India’s adoption of artificial intelligence (AI) is defined by speed and compression rather than slow, linear uptake, according to Rahul Patil, chief technology officer at Anthropic, who said the country’s scale and openness allow new technologies to move from idea to impact far quicker than in most markets.
“India’s story is not about gradual adoption. It is about compression. Things happen very rapidly and very quickly,” Patil said on February 16 after announcing the opening Anthropic’s India office Bengaluru office.
He pointed to the country’s ability to absorb and deploy new technology across millions of users and use cases in a short span of time.

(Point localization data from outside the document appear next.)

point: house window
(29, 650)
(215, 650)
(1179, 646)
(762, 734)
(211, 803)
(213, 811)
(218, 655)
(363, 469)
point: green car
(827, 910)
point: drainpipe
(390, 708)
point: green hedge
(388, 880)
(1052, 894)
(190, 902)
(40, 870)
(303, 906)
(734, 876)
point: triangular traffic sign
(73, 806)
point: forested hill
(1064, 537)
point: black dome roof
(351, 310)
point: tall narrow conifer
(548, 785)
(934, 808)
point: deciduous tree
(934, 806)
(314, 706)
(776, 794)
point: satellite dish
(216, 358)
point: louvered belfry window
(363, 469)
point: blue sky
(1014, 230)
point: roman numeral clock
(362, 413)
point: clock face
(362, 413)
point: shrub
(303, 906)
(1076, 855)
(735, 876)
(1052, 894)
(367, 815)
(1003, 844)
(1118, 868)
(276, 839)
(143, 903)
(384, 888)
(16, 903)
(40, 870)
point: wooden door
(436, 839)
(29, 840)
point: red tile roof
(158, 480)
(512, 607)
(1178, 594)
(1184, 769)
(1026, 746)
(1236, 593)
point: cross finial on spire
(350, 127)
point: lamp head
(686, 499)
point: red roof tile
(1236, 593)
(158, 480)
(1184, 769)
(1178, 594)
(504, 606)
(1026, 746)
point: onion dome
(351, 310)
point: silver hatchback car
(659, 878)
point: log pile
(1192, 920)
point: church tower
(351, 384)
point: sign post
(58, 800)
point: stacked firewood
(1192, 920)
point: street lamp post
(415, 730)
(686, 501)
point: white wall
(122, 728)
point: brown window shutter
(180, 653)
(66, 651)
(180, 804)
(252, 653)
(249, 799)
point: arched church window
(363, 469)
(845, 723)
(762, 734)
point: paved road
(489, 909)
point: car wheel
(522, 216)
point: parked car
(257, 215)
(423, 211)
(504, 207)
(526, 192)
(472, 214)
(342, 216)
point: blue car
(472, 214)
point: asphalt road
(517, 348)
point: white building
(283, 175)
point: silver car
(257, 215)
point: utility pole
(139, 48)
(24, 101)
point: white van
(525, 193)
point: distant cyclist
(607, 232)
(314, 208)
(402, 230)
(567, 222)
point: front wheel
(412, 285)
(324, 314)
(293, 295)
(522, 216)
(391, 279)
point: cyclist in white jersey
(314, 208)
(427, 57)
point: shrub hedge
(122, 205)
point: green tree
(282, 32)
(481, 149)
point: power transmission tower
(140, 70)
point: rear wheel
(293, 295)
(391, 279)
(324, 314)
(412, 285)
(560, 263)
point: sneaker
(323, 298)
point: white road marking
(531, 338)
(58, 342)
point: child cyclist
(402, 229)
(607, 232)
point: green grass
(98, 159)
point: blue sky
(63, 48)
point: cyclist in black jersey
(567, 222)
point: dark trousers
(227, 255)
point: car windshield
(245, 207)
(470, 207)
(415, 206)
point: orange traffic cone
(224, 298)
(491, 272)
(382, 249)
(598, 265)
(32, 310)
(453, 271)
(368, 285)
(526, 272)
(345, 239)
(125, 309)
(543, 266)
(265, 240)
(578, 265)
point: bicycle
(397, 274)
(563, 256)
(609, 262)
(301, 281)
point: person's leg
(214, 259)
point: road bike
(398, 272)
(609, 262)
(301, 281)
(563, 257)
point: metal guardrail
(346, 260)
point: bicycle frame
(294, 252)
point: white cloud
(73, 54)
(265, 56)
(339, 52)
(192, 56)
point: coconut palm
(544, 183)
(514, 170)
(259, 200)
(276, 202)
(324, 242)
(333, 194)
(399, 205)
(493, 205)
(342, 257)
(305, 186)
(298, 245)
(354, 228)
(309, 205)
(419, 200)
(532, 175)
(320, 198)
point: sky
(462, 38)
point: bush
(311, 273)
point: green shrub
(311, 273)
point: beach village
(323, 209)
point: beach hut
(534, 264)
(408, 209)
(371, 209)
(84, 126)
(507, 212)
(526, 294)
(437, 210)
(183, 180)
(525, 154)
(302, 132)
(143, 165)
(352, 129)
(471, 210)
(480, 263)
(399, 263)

Patil said this effect is visible in how developers, startups, and public institutions are already using large language models (LLMs) for real work, rather than experimentation alone. He described AI as the fastest improving technology he has seen across multiple tech cycles, calling it potentially the most transformative shift of the next 100 years.
That pace, he said, is what drew him to Anthropic, which is focused on building advanced models at global scale with an emphasis on reliability and safety.
Advantage India
The country has one of the world’s largest developer communities, with a significant share of new global developers coming from India.
Approximately, every one out of three new developers on GitHub is an Indian.
It also combines that talent with market scale, multilingual complexity, and a track record of public digital infrastructure, creating conditions where AI applications can be tested, refined, and rolled out rapidly.
“India is among the most optimistic countries about AI,” he said, adding that adaptability at scale and intellectual openness enable the country to leapfrog technology cycles rather than follow them incrementally.
As AI models continue to improve at speed, Patil said, applications that appear barely viable today are likely to become fully workable in a matter of months, reinforcing the case for builders in India to think bigger and move faster.
Anthropic’s AI approach
At the core of Anthropic’s approach, Patil said, is a simple test for every model and product: whether it helps people do real work better.
He cited examples from healthcare and life sciences, where AI tools are already being used to detect early warning signals in chronic care and to improve the efficiency of clinical research, potentially reducing the time taken to bring medicines and vaccines to market.
“Think about 100 years of innovation getting compressed in 10 years of medicine and life-saving drugs and health-related stuff getting compressed down to 5-10 years, the R&D of these things are also going to accelerate massively,” Patil added.
Anthropic’s Demand Areas
Beyond coding, which Anthropic’s Claude models are widely used for, Patil said the company is seeing growing demand from domains such as finance, legal work, policy research, biology, and chemistry.
Patil also highlighted Anthropic’s focus on safety, saying releases are frequently delayed until the company is confident that models behave responsibly as their capabilities increase.
As models become more powerful, investments in safety, and alignment have to scale in parallel.